Denn der Sohn entsprach dem ‚kleinen Licht‘ und der Zaddik, zu dem er fahren wollte, entsprach dem ‚großen Licht‘ (Sonne).

Wären sie beide am selben Ort zusammengekommen, wäre der Moschiach schon gekommen. Und nun, da ich ihn los bin, kannst du schon fahren“. Mitten in seiner Antwort verschwand der Händler und der Vater hatte keinen Ansprechpartner mehr. Also fuhr er zu dem Zaddik und schrie: „Weh mir! Weh mir!
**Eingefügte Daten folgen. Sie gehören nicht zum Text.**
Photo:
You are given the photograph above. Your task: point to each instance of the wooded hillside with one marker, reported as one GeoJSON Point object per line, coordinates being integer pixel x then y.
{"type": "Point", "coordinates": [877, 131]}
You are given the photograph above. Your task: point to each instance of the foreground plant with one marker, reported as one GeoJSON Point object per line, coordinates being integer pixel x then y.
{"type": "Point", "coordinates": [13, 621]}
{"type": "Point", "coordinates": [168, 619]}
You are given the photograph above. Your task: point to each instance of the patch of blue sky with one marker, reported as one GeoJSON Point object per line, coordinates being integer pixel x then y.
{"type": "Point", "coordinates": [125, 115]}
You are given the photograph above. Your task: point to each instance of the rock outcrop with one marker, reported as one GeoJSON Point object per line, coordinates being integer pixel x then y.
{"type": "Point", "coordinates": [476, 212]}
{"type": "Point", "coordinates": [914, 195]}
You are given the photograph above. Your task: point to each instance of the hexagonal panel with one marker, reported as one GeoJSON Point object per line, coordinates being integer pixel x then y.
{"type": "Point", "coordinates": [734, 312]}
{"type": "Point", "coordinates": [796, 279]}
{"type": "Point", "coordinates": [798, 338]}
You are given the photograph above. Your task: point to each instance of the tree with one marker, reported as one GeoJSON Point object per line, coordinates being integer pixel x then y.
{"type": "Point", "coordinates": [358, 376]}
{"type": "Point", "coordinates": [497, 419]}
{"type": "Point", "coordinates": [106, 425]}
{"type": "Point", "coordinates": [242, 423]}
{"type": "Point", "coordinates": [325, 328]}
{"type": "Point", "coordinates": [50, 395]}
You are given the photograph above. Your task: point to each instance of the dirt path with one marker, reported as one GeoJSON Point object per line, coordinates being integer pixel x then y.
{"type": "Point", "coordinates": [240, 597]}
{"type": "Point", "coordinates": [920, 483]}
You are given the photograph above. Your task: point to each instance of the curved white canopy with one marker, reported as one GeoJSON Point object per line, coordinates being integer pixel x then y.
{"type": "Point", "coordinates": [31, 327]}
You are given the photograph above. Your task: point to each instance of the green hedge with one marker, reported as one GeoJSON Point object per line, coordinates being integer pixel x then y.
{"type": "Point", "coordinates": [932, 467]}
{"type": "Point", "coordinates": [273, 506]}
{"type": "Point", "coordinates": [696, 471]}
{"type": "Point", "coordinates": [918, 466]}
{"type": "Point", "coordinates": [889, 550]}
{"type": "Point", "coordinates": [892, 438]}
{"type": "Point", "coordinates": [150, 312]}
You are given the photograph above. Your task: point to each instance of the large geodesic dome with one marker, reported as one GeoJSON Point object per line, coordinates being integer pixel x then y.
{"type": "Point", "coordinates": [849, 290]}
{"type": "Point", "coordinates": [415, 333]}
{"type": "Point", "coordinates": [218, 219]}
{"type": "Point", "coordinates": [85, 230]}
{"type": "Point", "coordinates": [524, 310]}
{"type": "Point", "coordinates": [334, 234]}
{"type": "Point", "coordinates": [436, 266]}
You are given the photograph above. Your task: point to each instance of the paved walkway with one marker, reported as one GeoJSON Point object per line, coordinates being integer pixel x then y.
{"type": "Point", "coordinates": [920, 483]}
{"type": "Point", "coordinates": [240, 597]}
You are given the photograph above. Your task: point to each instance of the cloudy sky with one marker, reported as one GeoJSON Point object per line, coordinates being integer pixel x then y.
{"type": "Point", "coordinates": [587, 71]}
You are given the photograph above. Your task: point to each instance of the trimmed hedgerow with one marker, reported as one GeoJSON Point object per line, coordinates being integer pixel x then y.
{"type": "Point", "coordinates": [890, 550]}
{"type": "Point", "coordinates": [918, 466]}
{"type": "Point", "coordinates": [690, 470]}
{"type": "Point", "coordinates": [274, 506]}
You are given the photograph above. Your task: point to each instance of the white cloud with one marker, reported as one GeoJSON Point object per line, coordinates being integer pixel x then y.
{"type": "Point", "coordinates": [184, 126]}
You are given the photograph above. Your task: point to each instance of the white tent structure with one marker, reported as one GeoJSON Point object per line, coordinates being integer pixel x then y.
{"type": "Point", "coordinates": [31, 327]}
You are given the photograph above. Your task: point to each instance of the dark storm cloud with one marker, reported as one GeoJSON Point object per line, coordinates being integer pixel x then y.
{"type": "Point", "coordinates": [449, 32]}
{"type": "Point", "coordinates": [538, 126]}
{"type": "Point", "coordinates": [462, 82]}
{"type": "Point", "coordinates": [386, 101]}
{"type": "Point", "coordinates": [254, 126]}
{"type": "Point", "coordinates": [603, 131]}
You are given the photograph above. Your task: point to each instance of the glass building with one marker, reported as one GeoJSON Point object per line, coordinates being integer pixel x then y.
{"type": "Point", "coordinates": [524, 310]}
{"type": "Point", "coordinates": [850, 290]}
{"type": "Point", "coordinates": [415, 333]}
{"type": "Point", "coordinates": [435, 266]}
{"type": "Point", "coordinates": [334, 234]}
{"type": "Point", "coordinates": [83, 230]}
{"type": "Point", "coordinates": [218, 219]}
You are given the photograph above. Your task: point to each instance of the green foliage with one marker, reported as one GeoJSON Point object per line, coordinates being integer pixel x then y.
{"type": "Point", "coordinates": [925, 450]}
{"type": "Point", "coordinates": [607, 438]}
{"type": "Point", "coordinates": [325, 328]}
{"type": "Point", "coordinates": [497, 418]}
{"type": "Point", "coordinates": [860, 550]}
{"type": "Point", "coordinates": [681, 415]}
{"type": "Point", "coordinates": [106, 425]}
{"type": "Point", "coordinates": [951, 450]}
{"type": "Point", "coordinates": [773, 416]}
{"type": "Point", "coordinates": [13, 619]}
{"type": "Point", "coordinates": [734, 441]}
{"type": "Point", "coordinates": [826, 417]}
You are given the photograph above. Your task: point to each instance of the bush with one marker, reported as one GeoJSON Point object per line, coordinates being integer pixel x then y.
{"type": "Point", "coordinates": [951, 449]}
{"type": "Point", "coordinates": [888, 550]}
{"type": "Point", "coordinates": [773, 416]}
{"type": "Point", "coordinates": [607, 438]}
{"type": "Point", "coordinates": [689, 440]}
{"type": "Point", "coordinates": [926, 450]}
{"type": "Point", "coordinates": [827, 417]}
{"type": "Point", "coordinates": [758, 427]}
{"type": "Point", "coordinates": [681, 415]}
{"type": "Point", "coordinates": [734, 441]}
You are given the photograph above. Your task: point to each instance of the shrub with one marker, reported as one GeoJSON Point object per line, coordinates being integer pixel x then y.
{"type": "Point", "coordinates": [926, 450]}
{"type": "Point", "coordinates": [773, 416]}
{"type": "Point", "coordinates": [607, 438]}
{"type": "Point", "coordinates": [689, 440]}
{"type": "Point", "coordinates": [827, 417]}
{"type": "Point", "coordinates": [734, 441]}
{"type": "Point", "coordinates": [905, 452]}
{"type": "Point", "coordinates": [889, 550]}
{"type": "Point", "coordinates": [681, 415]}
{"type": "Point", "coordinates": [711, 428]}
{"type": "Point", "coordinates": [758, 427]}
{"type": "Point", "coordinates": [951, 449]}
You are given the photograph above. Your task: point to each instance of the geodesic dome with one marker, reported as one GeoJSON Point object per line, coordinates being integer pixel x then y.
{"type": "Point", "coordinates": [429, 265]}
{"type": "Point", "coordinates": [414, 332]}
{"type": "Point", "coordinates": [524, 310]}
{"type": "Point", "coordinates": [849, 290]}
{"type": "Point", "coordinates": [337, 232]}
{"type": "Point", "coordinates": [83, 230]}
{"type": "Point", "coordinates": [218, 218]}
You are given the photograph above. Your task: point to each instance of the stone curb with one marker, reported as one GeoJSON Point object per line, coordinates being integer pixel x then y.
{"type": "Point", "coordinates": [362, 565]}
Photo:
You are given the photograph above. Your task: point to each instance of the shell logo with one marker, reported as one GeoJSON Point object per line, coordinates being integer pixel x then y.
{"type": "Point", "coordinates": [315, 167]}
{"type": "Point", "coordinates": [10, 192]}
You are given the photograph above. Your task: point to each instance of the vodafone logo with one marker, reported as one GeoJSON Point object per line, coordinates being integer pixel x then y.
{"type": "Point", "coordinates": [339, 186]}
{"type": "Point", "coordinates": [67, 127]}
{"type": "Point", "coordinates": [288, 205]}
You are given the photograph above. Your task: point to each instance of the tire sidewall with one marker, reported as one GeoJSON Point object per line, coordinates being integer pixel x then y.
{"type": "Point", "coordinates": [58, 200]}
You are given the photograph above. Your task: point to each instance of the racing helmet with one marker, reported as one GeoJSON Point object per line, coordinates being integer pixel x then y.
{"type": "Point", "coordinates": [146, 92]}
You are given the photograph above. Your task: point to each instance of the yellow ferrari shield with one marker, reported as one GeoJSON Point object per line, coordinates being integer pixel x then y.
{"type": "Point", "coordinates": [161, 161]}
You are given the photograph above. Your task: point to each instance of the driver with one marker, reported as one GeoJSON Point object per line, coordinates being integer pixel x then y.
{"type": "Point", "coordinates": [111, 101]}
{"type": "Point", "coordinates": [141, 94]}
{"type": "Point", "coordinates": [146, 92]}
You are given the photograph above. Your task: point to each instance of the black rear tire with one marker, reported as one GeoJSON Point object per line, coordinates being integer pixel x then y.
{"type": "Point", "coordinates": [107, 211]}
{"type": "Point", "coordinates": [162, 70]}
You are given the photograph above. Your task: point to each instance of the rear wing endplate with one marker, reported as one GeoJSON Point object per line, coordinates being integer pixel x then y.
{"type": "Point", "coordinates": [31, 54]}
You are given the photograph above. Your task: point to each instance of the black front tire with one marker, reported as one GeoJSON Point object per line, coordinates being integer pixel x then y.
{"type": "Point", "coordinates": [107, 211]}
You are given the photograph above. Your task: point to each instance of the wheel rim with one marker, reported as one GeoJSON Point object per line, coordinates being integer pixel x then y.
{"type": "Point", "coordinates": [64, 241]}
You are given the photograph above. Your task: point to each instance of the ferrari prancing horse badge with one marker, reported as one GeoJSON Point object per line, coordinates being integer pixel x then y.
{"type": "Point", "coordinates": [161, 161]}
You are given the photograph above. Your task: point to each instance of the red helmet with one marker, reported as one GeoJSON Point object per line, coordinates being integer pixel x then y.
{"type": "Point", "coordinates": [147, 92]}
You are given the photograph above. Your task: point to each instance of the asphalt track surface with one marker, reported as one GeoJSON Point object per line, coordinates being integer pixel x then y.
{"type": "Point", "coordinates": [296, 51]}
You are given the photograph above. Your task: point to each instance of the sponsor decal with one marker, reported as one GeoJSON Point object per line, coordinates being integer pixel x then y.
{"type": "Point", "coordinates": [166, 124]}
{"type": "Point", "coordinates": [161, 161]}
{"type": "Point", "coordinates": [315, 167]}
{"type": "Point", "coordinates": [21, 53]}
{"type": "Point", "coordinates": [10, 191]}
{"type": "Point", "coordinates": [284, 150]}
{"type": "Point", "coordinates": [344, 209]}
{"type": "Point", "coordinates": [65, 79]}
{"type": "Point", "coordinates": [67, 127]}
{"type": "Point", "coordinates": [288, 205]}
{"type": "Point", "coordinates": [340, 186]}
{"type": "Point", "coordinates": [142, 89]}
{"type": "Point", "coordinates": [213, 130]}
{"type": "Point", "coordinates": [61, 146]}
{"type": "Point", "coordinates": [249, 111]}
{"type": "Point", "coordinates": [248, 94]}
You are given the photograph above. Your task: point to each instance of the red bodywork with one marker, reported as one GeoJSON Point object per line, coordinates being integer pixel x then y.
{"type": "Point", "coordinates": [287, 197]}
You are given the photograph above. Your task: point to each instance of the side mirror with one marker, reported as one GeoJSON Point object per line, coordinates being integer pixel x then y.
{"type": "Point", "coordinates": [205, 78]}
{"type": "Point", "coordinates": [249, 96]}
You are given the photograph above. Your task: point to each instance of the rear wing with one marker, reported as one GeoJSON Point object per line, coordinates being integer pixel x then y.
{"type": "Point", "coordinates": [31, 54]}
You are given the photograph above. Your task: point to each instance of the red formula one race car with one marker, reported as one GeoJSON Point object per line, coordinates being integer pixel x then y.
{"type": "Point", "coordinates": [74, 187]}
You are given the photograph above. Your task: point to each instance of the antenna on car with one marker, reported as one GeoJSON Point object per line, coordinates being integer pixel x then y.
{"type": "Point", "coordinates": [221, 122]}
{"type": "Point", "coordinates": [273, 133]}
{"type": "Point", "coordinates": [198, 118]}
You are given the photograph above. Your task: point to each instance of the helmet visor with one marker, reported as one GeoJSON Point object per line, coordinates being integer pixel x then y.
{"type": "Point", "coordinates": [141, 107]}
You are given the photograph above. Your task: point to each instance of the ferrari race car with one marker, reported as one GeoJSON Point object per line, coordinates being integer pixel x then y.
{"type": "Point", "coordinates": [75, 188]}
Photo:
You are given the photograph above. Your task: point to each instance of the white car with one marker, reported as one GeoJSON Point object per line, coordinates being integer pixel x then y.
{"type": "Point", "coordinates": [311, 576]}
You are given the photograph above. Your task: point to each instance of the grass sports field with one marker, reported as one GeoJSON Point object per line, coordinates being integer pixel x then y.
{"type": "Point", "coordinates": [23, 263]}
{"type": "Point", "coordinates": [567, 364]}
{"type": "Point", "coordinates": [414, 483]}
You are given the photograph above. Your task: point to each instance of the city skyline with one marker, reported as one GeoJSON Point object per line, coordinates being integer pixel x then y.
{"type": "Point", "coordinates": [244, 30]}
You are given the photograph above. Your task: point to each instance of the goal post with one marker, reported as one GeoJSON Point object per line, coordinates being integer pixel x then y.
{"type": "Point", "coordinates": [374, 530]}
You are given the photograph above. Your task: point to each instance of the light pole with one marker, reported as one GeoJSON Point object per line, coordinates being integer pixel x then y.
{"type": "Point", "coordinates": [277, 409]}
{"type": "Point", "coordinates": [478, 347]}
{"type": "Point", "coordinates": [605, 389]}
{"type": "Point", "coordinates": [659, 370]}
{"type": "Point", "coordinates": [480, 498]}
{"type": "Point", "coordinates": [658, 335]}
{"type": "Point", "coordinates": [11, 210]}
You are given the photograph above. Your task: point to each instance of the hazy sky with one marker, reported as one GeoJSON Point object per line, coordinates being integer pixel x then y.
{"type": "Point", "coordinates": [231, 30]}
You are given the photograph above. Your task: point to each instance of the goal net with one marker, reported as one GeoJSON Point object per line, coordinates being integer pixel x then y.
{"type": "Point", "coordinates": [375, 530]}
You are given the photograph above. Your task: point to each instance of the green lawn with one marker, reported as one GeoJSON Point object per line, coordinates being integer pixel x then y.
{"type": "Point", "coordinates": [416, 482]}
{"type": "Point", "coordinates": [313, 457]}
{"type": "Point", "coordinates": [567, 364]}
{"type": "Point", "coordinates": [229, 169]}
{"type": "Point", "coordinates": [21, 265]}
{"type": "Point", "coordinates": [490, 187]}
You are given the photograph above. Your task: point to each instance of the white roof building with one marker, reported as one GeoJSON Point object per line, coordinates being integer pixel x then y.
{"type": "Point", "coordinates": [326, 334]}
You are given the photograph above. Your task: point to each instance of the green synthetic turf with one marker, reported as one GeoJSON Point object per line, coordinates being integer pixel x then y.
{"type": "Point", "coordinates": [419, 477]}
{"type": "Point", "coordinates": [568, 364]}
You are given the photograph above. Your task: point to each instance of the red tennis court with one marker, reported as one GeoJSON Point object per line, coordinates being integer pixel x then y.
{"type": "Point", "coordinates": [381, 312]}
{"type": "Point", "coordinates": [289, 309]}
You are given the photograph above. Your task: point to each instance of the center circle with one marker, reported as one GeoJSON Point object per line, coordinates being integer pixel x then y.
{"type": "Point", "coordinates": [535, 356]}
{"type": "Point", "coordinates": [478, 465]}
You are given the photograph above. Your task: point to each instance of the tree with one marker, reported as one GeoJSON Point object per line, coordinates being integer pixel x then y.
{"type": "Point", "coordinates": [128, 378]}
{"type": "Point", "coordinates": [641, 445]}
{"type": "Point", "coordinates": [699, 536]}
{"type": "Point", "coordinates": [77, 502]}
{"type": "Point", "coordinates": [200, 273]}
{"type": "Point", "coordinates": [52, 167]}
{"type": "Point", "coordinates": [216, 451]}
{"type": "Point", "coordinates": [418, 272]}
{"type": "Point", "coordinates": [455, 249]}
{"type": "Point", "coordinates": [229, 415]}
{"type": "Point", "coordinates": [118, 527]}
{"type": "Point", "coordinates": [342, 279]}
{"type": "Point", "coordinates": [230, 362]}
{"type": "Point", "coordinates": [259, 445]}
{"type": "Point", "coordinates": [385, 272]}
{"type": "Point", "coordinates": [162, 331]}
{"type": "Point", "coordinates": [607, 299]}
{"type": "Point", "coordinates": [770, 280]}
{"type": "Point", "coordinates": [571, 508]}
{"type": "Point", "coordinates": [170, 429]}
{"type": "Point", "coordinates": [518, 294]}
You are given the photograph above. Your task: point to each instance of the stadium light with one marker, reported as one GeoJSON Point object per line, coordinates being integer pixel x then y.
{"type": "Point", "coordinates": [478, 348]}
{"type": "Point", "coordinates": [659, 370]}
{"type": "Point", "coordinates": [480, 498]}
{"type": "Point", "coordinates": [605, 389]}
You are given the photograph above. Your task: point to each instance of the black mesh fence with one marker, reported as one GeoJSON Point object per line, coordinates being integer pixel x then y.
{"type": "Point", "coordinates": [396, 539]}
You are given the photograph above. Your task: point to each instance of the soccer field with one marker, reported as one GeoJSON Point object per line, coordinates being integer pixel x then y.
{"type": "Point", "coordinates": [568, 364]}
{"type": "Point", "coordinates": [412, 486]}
Wie schade um diejenigen, die so verloren gehen und können nicht wiedergefunden werden“.

Der Ewige, gelobt sei Er, möge bald unsere Verstoßenen zurückbringen, Amen.

Und der Händler war der Satan selbst, der sich als Händler verkleidet und sie betrogen hatte. Danach, als er dem Rabbiner begegnete, provozierte er ihn selber, dass er auf ihn gehört hatte. Denn so ist der Weg des Bösen Triebes, anfangs redet er auf den Menschen ein und wenn der Mensch ihm folgt, provoziert er den Menschen und rächt sich an ihm, weil er auf ihn gehört hat. Möge der Ewige, gelobt sei Er, uns vor ihm erretten und uns zu der echten Wahrheit zurückbringen, Amen.